If restrictions on patient care are unavoidable because every other potential saving has been exhausted, many difficult question arise: Is the hospital able, or required, to refuse to accept a patient for treatment and, if so, under which circumstances? Can the hospital be exposed to a claim in tort if, for example, it takes on a number of patients requiring emergency care even though it knows that it will not be able to cope, or should the standard of care be adjusted to take account of such special circumstances? Does the hospital have to inform the patient about its limited capacities and the consequential risks that may arise? Above all: is the hospital entitled, or required, to set priorities and, if so, according to which principles?
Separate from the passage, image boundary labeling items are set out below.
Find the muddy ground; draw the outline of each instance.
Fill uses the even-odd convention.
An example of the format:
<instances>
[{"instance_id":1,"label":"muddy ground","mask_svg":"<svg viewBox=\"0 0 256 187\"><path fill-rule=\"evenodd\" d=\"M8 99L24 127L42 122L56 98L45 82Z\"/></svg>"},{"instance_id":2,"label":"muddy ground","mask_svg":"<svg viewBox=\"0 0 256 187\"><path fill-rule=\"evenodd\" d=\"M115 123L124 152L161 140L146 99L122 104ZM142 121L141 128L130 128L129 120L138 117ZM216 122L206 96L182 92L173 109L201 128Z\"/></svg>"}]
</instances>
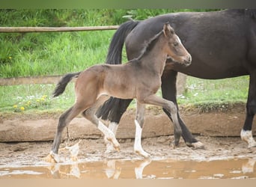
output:
<instances>
[{"instance_id":1,"label":"muddy ground","mask_svg":"<svg viewBox=\"0 0 256 187\"><path fill-rule=\"evenodd\" d=\"M144 138L142 139L142 147L145 151L150 154L150 159L155 162L159 160L168 160L169 162L170 160L172 160L175 162L197 162L196 163L203 163L202 162L209 162L216 160L237 161L237 159L243 159L242 161L245 162L246 161L247 162L247 159L249 159L249 162L251 160L253 161L252 171L254 171L255 169L253 168L255 168L254 164L256 162L256 148L248 149L247 144L242 141L239 137L240 131L244 120L244 106L237 106L232 108L233 109L231 110L225 110L225 111L218 111L204 113L195 110L183 110L181 108L180 114L182 118L188 124L188 127L191 129L192 133L194 133L196 138L204 144L204 150L193 150L191 147L188 147L186 146L183 139L181 140L179 147L174 149L170 145L174 138L171 134L173 129L171 127L171 129L166 129L170 126L170 124L168 124L168 119L162 112L149 109L150 112L147 112L147 117L146 116L147 123L146 120L145 123L147 127L145 126L145 133L144 134ZM56 120L58 118L57 115L43 115L40 117L27 116L27 118L25 117L25 115L20 115L19 117L10 116L9 117L6 116L4 117L2 117L0 121L0 123L1 123L0 126L2 127L2 129L4 126L8 126L8 124L15 123L16 125L22 126L24 123L25 123L27 122L27 120L29 120L30 125L28 126L31 127L31 123L33 123L33 122L36 123L37 121L47 120L48 118L52 120ZM124 118L126 123L130 121L129 123L132 123L134 111L127 111ZM80 120L82 120L82 123L85 123L83 120L79 119L76 123L79 123L79 122ZM8 121L9 123L5 123L6 121ZM23 123L16 123L19 121L22 122ZM51 120L48 121L50 122ZM152 126L156 127L154 125L156 122L157 122L158 125L166 123L165 126L167 127L159 129L159 132L157 133L153 133L152 131L155 131L156 128L152 128ZM75 123L74 126L78 125L76 123ZM225 125L223 125L223 123ZM129 128L130 129L126 129L127 127L125 126L129 126ZM156 126L156 129L159 129L157 126ZM55 125L54 128L55 128ZM142 156L136 155L133 152L134 137L132 136L134 135L134 125L120 125L117 134L118 140L121 144L120 152L105 153L106 148L103 138L99 135L96 135L95 132L97 131L97 129L93 130L91 132L93 135L78 135L76 138L73 138L71 141L67 141L65 135L64 135L61 148L64 147L65 146L72 146L80 141L79 153L78 154L78 162L79 163L96 163L95 162L103 162L106 160L115 160L118 162L124 160L132 162L129 162L129 165L132 165L132 163L135 163L132 162L142 162L144 160ZM2 135L7 135L10 132L11 132L10 129L7 129L6 131L1 130ZM255 131L253 132L255 134ZM73 135L76 133L76 132L72 132L72 130L70 130L70 132L73 133ZM21 137L24 136L25 138L28 132L23 130L21 133ZM161 134L163 135L161 135ZM33 132L33 135L34 136L37 136L37 133L35 132ZM125 135L127 135L127 138L124 138ZM15 136L13 136L13 138L14 138ZM52 144L52 141L0 142L0 168L2 168L2 171L1 171L0 170L0 171L1 172L2 177L7 177L6 176L7 175L5 175L4 172L7 172L5 171L10 171L10 168L21 166L47 165L47 162L45 162L44 159L50 151ZM61 150L59 153L62 163L71 161L70 154L68 150ZM184 165L184 163L185 162L183 162L182 165ZM159 165L159 162L156 162L155 164ZM228 164L225 162L223 165ZM207 165L209 165L209 163ZM220 165L222 165L222 164ZM232 167L233 164L228 165L231 165ZM153 167L152 171L154 171L153 168L155 166L153 165L153 162L151 162L151 168ZM213 165L214 166L215 164L213 163ZM124 167L124 166L123 166L123 168ZM165 167L166 168L168 166ZM209 166L204 167L207 168ZM94 171L94 168L95 168L95 165L92 166L92 171ZM101 169L101 171L105 170L106 169L104 168ZM192 172L194 172L192 169ZM162 173L165 174L165 171L162 171ZM229 174L235 174L235 172L237 171L229 171ZM216 171L216 173L218 174L218 171ZM250 174L252 176L248 177L256 177L254 175L252 176L254 171ZM199 177L196 176L195 178L198 178ZM90 177L92 177L91 175ZM101 177L95 177L95 178L97 177L100 178ZM228 177L227 177L227 178Z\"/></svg>"},{"instance_id":2,"label":"muddy ground","mask_svg":"<svg viewBox=\"0 0 256 187\"><path fill-rule=\"evenodd\" d=\"M240 138L216 138L198 136L197 138L205 145L204 150L192 150L185 145L182 141L180 147L175 149L169 144L173 136L161 136L144 138L142 146L145 151L150 154L151 159L178 159L210 161L216 159L255 158L256 148L248 149L247 144ZM71 141L63 142L64 147L71 146L78 142ZM105 153L105 145L103 138L84 139L79 143L78 159L85 162L94 162L103 159L143 159L143 157L133 153L132 139L119 139L121 151ZM0 143L0 165L31 165L43 162L50 151L52 142L23 142ZM70 159L67 150L60 152L61 159Z\"/></svg>"}]
</instances>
Perhaps the only general proposition that can be advanced with any degree of certainty is that those medical procedures which have the least effect on patients should be restricted first. If this means that there are resources for only the most urgent cases, and that other procedures have to be cancelled, or undertaken in a less than optimal fashion, the difficult question arises of what duties the hospital owes. Should it simply proceed on a first-come, first-served basis and thereby endanger its ability to perform later life-saving operations because of a lack of capacity or a shortage of funds? Or should alternative selection criteria be adopted? Should personal circumstances, such as the patient’s age or general health, be taken into account, with the result that an operation on a twenty-year-old has priority over the same operation on a ninety-year-old, and that the patient who has a higher chance of surviving the operation has priority over the patient whose survival chances are not so high at the outset? Given the undoubted complexity of these issues, the question also arises whether it should be left to the hospital to make such evaluations, or whether the legislator should take responsibility for the establishment of general guidelines to which hospitals would adhere.